Cidade para os cidadãos e cidadãos para a cidade

Vivemos tempos em que as pessoas disputam espaços em templos de consumo. Eu creio que ninguém deve ser impedido de entrar onde queira desde que em relativa ordem (definir os limites do que seja ordem é que são elas, mas enfim, faz parte das sociedades ditas civilizadas definir o que pode ou o que não pode, desde que respeitadas a isonomia de ir e vir). Mas o que realmente me incomoda é que locais de consumo sejam hoje uma das principais formas de lazer de todas as classes sociais. E os parques? E a rua? Como estamos distantes desses espaços que, com algumas exceções, se encontram bem mais em bairros de classe media e alta do que em bairros de classes menos abastadas. Mas, é difícil fazer um projeto mais inteligente? Um que valorize espaços públicos e os transforme em espaços para pessoas? Nem tanto. Vejam esse exemplo de Tirana na Albânia. Vemos como uma organização sem fins lucrativos, a Co- PLAN, tem trabalhado para promover uma mudança, em parceria com as comunidades, fazendo acontecer uma cidade para os cidadãos e cidadãos para a cidade.

No vídeo abaixo um exemplo em que uma equipe de criação e execução atua em parceria com a comunidade para fazer de um espaço vago, um belo local de divertimento para as crianças, usando materiais como paletes e pneus usados, e com muita vontade de trabalho, criatividade e trabalho conjunto.



Vacant Public Space Turned Into Colorful Playground from Slovak Governance Institute on Vimeo.
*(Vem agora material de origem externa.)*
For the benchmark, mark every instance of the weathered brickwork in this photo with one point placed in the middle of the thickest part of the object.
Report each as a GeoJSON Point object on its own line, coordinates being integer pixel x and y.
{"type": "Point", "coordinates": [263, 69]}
Outro exemplo de trabalho da Co-PLAN é essa parada de ônibus feita com garrafas pet. Esse projeto do MetroPOLIS Studio fez parte do Tirana Architecture Week, um evento público de 2012 que tinha como objetivo promover o uso de materiais recicláveis nas cidades da Albânia.



Soluções simples, viáveis e que apenas exigem parceria. Uma boa ideia de como se pode fazer acontecer bons espaços em uma cidade.